Post-Agile Development: Why Smart Teams Are Looking Backward to Move Forward
Source: Dev.to
The Problem with Modern Agile
Right now, a developer is sitting in their third meeting of the day. A product owner drags sticky notes across a Miro board, explaining why the sprint commitment needs to change. Again.
This isn’t a failure of that particular team. It’s where an entire industry ends up when it adopts a methodology as religion instead of tooling.
The question is no longer “how do we do Agile better?” It’s “what comes after Agile?”
Agile in most organizations isn’t the lightweight, developer‑empowering methodology described in the original manifesto. It’s a bureaucratic overlay combining the worst aspects of rigid planning and chaotic improvisation.
- Planning poker has become performance art. Eight engineers hold up Fibonacci cards for a vague user story. The person who knows the codebase says 21. Everyone else guesses lower. After 30 minutes they “agree” on 8. The number means nothing.
- Daily stand‑ups are attendance rituals: “Yesterday I continued working on the authentication refactor. Today I’ll continue working on the authentication refactor. No blockers.” Repeated fourteen times. Nobody learns anything they couldn’t have gotten from a Slack message.

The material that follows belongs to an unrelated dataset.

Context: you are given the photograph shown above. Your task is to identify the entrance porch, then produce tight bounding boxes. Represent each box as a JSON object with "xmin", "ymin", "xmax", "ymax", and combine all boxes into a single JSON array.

- Retrospectives change nothing. Every two weeks teams identify the same problems—too many meetings, unclear requirements, technical debt—only for the action items to disappear quietly.
In our rush to reject everything associated with “waterfall,” we discarded practices that actually worked. There’s a vast middle ground between six‑month specification marathons and “we’ll figure it out as we go.” When you’re connecting to seven external APIs and three legacy databases, spending two weeks on architecture diagrams isn’t waste; it’s the only way to avoid building something that needs to be torn down.
“Working software over comprehensive documentation” has been weaponized into “documentation is waste.” The result? Knowledge trapped in heads, context lost when people leave, new team members spending weeks on code archaeology.
A few pages describing what a feature should do, why it matters, and how it interacts with existing systems? That’s not overhead. That’s professionalism.
Some projects have natural phases: research, design, implementation, stabilization. Forcing these into identical two‑week sprints creates artificial pressure and obscures actual progress. Phases don’t mean waterfall; they mean acknowledging that discovery work and production hardening are fundamentally different activities.
Real‑World Experiments
- The documentation‑first team – A fintech backend team required written technical specifications before implementation. After six months they saw fewer surprises, faster onboarding, reduced defects, and overall faster delivery.
- The meeting‑purge experiment – An infrastructure team audited ceremonies with one question: “What decision does this meeting enable that couldn’t happen otherwise?” They eliminated daily stand‑ups, moved to monthly planning, and reclaimed ~12 hours per developer per month. Velocity increased roughly 20 %.
- The phase‑gate revival – A platform team adopted explicit phase gates with specific owners and real authority to block progress. They ship less frequently but with significantly higher quality.
How to Move Forward
- Audit your ceremonies – For each meeting, document time spent, decisions that emerged, and what would happen if you skipped it.
- Identify actual pain points – Requirements ambiguity? Coordination failures? Technical debt? Map your problems, then ask which your current process actually addresses.
- Run small experiments –
- “For this quarter, let’s try written specs for large features.”
- “Let’s experiment with async stand‑ups for one month.”
Measure outcomes.
- Create a team working agreement – Document what you will and won’t do. Review quarterly and evolve deliberately.
The Path Forward
The Agile Manifesto was written in 2001. It would be strange if a methodology designed for 2001’s challenges were perfectly suited to 2025’s reality.
The best teams are pragmatic rather than dogmatic. They use stand‑ups when stand‑ups help and skip them when they don’t. They write detailed specs when complexity demands it and use lightweight user stories when simplicity allows.
They don’t ask “Is this Agile?” They ask “Does this work?” That’s the only question that matters.
Frameworks, certifications, and consulting methodologies are tools, not religions. Use what works. Discard what doesn’t. Stop feeling guilty about it.